Demographic Unemployment Information
- Unemployment rates declined for adult men (to 6.0% from 6.4% in December), adult women (6.0% from 6.3% in December), and teenagers (14.8% from 16% in December).
- Unemployment rates declined among whites (5.7% from 6% in December), blacks (to 9.2% from 10.3% in December), Hispanics (to 8.6% from 9.3% in December), and changed little for Asians (6.6% from 5.9% in December).
Revisions & Data Notes
- Employment in December was revised down by 87,000 from -140,000 to -227,000.
- Employment in November was revised down by 72,000 from +336,000 to +264,000.

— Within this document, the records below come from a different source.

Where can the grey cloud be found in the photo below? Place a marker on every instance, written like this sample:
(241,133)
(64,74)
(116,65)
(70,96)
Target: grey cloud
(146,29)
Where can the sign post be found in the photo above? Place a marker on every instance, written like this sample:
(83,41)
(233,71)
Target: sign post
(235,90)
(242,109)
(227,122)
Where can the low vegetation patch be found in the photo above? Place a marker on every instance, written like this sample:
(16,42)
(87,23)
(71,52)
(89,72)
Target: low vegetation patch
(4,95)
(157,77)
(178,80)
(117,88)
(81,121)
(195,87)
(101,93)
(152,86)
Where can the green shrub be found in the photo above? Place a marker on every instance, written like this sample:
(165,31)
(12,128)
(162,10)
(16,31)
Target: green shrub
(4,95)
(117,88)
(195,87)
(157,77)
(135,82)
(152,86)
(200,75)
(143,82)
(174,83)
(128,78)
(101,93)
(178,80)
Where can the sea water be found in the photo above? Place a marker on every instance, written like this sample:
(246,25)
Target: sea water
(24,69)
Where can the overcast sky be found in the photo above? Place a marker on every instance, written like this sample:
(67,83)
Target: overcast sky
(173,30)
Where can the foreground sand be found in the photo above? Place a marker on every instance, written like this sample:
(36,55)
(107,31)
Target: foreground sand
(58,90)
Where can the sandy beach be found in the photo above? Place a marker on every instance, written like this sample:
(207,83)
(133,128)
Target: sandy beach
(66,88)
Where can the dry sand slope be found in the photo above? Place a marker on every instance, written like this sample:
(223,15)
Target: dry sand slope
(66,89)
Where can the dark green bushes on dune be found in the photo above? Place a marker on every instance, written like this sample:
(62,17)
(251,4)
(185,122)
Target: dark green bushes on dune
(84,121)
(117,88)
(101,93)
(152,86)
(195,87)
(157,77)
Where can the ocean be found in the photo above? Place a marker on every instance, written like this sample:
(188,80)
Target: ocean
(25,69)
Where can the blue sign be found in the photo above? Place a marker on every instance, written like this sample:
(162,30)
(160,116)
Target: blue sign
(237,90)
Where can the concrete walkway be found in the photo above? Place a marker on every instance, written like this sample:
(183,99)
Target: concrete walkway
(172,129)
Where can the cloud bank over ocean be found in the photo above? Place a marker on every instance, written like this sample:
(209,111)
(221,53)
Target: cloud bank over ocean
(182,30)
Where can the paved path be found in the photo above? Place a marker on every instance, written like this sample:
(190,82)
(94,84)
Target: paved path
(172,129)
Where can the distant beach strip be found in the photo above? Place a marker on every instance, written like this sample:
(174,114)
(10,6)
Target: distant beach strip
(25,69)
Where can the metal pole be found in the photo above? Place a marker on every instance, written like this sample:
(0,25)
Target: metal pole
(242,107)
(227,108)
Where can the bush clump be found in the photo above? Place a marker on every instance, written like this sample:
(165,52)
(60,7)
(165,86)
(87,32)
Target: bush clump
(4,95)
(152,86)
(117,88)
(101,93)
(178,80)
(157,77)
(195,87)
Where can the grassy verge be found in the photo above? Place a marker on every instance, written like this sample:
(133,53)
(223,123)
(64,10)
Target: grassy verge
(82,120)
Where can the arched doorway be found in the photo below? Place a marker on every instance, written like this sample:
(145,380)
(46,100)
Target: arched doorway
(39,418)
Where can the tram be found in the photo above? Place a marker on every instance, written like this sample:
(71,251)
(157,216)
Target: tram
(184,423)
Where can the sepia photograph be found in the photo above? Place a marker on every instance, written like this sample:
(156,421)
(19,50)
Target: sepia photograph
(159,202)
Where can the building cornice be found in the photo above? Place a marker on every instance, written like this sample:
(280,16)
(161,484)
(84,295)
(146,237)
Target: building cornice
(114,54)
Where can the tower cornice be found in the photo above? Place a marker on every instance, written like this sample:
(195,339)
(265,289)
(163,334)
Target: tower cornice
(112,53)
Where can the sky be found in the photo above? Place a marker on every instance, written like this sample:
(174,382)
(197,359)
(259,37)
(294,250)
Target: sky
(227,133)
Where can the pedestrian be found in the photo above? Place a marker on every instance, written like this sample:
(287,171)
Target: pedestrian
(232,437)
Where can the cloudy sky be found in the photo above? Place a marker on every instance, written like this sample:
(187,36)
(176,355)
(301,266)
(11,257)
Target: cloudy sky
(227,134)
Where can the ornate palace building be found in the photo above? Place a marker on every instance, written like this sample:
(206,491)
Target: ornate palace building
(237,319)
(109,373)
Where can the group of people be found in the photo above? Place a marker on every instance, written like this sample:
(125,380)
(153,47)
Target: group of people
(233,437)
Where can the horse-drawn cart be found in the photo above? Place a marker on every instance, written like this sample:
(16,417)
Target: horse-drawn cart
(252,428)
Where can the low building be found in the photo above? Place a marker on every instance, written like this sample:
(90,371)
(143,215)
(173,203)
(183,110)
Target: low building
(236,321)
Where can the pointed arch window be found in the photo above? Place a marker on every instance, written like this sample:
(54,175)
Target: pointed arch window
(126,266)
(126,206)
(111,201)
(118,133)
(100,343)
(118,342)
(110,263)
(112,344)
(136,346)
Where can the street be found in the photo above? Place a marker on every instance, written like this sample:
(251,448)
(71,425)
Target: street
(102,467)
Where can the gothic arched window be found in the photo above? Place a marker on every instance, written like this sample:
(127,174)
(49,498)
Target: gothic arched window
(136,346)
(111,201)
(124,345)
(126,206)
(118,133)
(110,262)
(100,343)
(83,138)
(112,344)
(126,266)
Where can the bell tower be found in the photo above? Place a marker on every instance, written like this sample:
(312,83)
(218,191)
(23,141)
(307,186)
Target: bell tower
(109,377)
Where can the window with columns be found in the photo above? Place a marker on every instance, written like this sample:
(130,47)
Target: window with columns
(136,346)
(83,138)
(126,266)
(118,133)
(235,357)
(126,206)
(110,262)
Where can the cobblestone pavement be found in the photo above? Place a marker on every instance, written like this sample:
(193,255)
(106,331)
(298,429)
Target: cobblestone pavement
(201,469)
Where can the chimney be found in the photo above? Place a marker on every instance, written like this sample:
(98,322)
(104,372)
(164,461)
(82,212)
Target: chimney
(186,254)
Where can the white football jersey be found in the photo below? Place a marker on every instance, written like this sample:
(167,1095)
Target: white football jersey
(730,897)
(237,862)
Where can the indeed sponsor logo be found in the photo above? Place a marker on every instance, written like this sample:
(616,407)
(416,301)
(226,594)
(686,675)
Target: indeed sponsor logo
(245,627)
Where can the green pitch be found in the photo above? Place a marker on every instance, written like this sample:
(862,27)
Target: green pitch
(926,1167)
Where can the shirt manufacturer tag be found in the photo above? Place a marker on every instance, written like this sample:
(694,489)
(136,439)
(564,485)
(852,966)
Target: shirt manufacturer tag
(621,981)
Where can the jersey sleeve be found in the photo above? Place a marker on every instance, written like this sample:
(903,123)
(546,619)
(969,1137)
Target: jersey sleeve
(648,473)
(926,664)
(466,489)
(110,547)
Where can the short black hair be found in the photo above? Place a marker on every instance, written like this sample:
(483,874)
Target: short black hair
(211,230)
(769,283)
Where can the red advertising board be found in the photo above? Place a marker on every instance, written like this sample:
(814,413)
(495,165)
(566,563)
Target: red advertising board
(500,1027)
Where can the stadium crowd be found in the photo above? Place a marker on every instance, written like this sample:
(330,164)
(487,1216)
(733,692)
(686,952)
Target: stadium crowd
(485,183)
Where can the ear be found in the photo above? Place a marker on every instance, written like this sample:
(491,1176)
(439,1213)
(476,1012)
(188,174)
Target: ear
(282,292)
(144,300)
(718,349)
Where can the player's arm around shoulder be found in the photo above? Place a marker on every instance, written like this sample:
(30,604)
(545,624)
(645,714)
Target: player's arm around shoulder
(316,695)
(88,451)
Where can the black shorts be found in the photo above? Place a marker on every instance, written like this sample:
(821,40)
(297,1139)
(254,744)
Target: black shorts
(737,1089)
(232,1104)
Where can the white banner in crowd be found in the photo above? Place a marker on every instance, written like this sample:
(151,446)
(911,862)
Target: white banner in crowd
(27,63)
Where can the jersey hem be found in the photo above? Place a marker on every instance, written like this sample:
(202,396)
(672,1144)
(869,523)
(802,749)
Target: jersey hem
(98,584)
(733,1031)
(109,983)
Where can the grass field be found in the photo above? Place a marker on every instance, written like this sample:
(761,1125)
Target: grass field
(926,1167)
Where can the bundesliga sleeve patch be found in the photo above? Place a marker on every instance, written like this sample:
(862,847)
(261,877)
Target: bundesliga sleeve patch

- As it has since March, the BLS published an estimate of what the unemployment rate would have been had misclassified workers been included. The misclassification hinges on a question about the main reason people were absent from their jobs, with people absent due to temporary, pandemic-related closures recorded as absent due to “other reasons” as opposed to unemployed due to temporary layoff.
- Using this approach, the December unemployment rate would have been 0.6 percentage points higher than reported. The BLS notes that this represents the upper bound of their estimate of misclassification and probably overstates the size of the misclassification error.
- According to usual practice at the BLS, data is accepted as recorded in the household survey. To maintain data integrity, no ad hoc actions are taken to reclassify survey responses.